SINCE around 2008 the dearth of bank lending has frequently been cited as one of the biggest challenges facing the licensed trade.
It’s generally held that the banks’ withdrawal from the sector has slowed the market in buying and selling pubs and prevented operators from refurbishing and expanding portfolios.
But given the scandal surrounding commercial lending that’s recently come to light, this may have been a blessing in disguise.
As we extensively report in this issue (page six), it appears potentially thousands of SMEs, including pub groups and hoteliers, have been mis-sold financial products that are designed to protect business loans in the event of interest rates rising.
In light of the recent controversy over Libor-rigging, which Barclays admitted to last week (others are also expected to have been involved), nothing surprises the public when it comes to the big banks anymore. Their reputation has sunk to the level of expenses-fiddling politicians and phone-hacking, tabloid journalists.
But some of the stories SLTN has been told concerning the mis-selling of interest rate swaps or hedges arguably take the banks’ lack of ethics to a new low.
To suggest some business owners were bullied or hoodwinked into taking out these complex products, which in many cases even the banks’ relationship managers did not fully understand, would not be stretching the point.
I concede there is a commercial argument for a business to take steps to protect their borrowings from potential interest rate rises (the trend for selling swaps began well before the current recession and the fall of the Bank of England base rate to an historic low).

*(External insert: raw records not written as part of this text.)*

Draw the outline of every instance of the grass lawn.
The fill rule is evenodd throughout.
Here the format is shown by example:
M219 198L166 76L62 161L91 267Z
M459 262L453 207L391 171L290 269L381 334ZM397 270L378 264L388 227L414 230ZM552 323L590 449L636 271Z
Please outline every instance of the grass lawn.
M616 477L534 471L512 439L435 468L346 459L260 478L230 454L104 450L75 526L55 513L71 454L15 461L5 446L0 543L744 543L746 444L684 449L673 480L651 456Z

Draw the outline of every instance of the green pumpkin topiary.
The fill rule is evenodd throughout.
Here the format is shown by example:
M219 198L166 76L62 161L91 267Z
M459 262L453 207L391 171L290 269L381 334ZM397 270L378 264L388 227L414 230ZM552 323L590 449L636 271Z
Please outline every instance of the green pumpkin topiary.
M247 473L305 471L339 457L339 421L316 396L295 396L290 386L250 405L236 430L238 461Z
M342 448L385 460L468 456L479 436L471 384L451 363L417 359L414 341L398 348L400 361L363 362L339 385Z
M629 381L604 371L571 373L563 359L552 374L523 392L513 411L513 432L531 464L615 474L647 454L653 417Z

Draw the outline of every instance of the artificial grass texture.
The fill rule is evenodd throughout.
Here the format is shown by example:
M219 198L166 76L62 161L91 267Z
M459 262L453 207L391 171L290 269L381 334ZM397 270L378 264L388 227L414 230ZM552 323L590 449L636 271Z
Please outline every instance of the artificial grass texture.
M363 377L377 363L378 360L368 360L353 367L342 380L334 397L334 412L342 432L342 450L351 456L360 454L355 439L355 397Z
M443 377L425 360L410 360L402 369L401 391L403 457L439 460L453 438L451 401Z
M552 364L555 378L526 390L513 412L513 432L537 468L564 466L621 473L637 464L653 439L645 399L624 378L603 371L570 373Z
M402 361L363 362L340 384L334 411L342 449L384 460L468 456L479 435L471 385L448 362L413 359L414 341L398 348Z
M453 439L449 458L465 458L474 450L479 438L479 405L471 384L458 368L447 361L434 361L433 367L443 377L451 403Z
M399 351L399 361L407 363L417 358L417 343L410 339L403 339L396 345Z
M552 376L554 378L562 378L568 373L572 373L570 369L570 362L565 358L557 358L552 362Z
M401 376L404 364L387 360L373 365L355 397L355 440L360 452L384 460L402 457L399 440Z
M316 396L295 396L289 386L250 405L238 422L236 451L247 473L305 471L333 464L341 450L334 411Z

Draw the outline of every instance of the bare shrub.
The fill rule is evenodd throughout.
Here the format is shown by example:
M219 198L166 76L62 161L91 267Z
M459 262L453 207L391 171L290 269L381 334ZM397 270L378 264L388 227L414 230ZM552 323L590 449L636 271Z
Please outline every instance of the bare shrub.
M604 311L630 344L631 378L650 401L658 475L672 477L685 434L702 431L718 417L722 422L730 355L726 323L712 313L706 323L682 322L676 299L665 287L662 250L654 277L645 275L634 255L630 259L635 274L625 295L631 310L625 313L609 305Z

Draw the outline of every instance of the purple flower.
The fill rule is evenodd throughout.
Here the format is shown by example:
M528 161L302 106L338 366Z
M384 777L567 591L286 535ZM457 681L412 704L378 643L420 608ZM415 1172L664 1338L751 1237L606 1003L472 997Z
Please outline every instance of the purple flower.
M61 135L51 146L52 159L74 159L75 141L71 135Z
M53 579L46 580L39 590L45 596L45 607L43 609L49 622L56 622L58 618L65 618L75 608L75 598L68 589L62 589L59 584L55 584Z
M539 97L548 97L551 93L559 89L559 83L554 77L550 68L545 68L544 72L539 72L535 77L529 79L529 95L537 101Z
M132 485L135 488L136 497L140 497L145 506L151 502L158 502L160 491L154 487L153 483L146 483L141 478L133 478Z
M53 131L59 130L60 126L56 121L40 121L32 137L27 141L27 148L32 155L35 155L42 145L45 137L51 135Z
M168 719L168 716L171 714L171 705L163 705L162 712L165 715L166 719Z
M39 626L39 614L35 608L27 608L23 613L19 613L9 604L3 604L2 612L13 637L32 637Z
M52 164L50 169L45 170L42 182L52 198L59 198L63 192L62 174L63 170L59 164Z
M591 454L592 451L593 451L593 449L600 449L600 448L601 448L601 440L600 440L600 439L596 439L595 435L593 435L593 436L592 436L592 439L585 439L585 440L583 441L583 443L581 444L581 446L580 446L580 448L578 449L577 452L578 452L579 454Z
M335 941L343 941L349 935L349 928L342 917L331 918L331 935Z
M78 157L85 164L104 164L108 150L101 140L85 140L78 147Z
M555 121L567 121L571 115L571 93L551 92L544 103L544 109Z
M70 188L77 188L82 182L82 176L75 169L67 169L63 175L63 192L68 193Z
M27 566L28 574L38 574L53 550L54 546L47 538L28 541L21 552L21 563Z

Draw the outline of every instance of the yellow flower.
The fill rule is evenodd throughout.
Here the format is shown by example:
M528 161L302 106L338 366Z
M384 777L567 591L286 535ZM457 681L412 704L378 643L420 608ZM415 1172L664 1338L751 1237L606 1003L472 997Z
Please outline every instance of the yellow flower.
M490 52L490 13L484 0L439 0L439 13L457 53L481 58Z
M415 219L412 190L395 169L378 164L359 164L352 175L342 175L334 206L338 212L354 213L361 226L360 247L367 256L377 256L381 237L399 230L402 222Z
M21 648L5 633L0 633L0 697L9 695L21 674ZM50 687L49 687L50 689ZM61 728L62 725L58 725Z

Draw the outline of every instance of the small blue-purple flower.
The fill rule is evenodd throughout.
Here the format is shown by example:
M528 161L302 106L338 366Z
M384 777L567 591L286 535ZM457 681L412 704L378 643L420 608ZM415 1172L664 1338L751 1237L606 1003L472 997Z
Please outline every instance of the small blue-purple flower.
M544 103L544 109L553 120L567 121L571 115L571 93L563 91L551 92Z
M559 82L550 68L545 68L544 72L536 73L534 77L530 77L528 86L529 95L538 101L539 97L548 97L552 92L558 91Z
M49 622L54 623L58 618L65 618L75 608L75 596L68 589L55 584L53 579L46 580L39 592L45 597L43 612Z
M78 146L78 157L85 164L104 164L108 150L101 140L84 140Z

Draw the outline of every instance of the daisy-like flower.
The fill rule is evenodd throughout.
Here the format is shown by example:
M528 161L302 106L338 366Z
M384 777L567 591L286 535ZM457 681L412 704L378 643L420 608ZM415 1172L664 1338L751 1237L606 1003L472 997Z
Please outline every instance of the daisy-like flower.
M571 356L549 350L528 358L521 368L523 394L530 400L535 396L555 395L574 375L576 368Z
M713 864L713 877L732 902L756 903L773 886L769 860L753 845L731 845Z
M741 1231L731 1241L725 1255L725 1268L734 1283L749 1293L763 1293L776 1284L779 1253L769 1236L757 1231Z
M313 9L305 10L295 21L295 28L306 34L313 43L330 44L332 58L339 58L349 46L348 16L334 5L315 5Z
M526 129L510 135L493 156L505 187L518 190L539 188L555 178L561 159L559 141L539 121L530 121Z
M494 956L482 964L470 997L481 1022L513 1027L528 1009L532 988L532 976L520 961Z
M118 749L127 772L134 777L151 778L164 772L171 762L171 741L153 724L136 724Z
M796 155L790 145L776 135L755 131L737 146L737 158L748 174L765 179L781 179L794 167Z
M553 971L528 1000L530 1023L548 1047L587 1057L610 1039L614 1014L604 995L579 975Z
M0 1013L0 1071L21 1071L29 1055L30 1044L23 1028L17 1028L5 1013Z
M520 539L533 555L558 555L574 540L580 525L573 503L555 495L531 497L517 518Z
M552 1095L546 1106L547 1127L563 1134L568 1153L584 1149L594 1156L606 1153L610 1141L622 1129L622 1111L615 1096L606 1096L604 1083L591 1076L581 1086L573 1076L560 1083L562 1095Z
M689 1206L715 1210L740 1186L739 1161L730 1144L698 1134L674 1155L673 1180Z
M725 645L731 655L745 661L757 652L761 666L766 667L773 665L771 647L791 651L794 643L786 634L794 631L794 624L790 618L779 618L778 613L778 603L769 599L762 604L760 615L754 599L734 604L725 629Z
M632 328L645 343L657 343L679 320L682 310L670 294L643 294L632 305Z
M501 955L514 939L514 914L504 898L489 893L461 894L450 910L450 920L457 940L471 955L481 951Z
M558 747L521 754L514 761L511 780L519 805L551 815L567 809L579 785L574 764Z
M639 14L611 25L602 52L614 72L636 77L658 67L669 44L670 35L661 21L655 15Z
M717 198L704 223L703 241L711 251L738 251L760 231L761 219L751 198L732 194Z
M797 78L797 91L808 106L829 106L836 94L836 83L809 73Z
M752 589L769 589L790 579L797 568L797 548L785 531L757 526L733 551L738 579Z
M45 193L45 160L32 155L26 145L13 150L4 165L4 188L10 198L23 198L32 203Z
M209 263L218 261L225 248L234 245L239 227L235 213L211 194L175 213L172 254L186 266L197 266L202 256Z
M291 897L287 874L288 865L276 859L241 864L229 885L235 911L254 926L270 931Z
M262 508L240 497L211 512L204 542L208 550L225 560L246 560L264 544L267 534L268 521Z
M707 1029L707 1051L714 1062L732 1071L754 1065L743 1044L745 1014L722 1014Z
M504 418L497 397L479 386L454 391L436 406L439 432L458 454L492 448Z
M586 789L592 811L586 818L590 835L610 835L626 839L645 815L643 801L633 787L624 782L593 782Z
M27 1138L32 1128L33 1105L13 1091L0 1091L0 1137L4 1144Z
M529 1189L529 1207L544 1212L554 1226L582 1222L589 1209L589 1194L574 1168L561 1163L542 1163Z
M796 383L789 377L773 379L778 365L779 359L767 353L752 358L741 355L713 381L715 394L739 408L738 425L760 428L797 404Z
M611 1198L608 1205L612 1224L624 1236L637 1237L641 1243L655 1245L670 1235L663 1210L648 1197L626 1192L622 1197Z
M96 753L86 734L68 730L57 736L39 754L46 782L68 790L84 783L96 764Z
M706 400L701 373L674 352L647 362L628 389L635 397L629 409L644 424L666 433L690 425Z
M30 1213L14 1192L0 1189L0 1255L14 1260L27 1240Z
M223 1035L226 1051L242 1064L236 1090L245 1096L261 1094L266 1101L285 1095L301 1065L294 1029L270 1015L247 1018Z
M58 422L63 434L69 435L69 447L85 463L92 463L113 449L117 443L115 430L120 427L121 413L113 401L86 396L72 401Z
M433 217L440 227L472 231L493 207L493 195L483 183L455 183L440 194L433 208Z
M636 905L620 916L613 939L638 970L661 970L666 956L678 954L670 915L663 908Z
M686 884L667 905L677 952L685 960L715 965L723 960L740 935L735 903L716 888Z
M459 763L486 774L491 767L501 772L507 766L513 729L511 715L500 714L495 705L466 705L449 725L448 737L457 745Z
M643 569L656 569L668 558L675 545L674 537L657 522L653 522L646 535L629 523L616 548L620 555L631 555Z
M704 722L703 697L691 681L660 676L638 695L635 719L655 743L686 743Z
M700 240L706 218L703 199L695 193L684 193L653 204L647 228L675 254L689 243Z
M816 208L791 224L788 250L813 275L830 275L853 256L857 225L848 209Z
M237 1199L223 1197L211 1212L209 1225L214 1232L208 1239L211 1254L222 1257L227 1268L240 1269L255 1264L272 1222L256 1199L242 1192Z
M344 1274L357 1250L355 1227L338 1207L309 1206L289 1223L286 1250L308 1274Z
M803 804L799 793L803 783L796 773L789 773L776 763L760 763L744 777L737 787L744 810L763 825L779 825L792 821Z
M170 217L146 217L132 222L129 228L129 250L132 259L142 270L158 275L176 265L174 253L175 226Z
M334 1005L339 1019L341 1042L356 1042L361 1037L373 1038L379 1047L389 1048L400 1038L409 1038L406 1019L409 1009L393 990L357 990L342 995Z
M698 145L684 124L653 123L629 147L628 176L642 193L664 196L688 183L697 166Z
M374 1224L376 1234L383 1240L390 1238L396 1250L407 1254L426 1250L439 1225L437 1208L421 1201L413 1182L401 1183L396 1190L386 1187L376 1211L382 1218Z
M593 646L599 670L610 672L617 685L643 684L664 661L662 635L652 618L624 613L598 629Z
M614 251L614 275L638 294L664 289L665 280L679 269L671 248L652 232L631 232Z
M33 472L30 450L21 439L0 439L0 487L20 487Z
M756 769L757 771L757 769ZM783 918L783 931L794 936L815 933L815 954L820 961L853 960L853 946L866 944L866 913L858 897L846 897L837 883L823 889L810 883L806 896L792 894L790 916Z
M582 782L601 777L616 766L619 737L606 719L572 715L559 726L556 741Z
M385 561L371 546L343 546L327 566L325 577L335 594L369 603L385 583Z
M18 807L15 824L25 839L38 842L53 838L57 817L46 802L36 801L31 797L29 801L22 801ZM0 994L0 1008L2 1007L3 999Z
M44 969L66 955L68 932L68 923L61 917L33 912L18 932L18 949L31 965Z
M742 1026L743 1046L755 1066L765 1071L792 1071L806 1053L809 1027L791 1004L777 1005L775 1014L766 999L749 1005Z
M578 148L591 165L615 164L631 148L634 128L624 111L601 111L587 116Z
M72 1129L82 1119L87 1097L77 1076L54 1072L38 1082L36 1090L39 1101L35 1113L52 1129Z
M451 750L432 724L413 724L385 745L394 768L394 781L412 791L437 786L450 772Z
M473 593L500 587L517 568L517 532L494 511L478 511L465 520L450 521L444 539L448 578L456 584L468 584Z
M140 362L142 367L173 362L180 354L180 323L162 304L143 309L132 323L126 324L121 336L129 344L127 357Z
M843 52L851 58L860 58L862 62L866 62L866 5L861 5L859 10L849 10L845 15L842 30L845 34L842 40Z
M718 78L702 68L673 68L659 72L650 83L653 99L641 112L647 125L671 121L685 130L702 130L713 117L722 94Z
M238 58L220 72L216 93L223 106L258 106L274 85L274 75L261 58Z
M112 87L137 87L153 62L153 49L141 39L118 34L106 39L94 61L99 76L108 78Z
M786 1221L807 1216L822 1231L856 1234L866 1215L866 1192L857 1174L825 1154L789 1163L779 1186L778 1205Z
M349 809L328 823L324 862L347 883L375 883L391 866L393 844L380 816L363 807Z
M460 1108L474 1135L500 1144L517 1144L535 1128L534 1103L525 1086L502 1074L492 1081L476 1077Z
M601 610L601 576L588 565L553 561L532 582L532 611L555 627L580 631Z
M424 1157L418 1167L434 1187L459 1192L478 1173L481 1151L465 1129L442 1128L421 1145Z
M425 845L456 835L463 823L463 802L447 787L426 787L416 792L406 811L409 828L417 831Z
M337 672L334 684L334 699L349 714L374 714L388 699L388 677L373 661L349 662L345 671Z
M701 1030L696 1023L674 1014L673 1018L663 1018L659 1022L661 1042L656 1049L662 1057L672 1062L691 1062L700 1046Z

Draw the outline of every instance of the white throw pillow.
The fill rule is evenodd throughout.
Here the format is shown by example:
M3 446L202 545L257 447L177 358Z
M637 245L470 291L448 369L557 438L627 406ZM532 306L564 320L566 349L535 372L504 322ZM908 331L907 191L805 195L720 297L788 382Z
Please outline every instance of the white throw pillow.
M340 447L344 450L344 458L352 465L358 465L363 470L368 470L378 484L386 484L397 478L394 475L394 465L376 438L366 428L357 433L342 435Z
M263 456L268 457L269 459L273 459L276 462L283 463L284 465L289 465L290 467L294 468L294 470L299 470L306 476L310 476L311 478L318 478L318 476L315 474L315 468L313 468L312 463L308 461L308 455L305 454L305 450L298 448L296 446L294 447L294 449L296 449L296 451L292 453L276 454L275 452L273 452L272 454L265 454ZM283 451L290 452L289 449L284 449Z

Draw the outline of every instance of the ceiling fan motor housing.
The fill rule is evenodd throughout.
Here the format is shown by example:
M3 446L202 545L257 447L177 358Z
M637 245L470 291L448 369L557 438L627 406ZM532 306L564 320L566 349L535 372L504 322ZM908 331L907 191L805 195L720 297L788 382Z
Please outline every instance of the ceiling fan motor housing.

But, as now appears to be evident, the banks did very little to communicate the downsides of these products to their customers. In this regard, it seems the banks have lined their pockets by once again playing loose with the rules which are supposed to govern their behaviour.
Thankfully, City watchdog the Financial Services Authority has looked into the matter and found that there is more than sufficient cause for redress for thousands of SMEs which may have been caught up in this racket.
It announced earlier this month that it had agreed with four of the banks involved – Barclays, HSBC, Lloyds and RBS – “to provide appropriate redress where mis-selling has occurred”.
Business owners with mis-selling claims will not be celebrating just yet, though.
The watchdog said the assessment process will be monitored by “an independent reviewer at each bank, appointed under the FSA’s powers”.
But there remain questions about how the process will work. Will it effectively be down to the banks to lead the process and ultimately say who has a case for compensation? And will it be accountants in the pay of banks who assess the claims?
In the interest of fairness, and given how much damage this scandal has caused, the FSA must ensure the process is as independent and efficient as possible.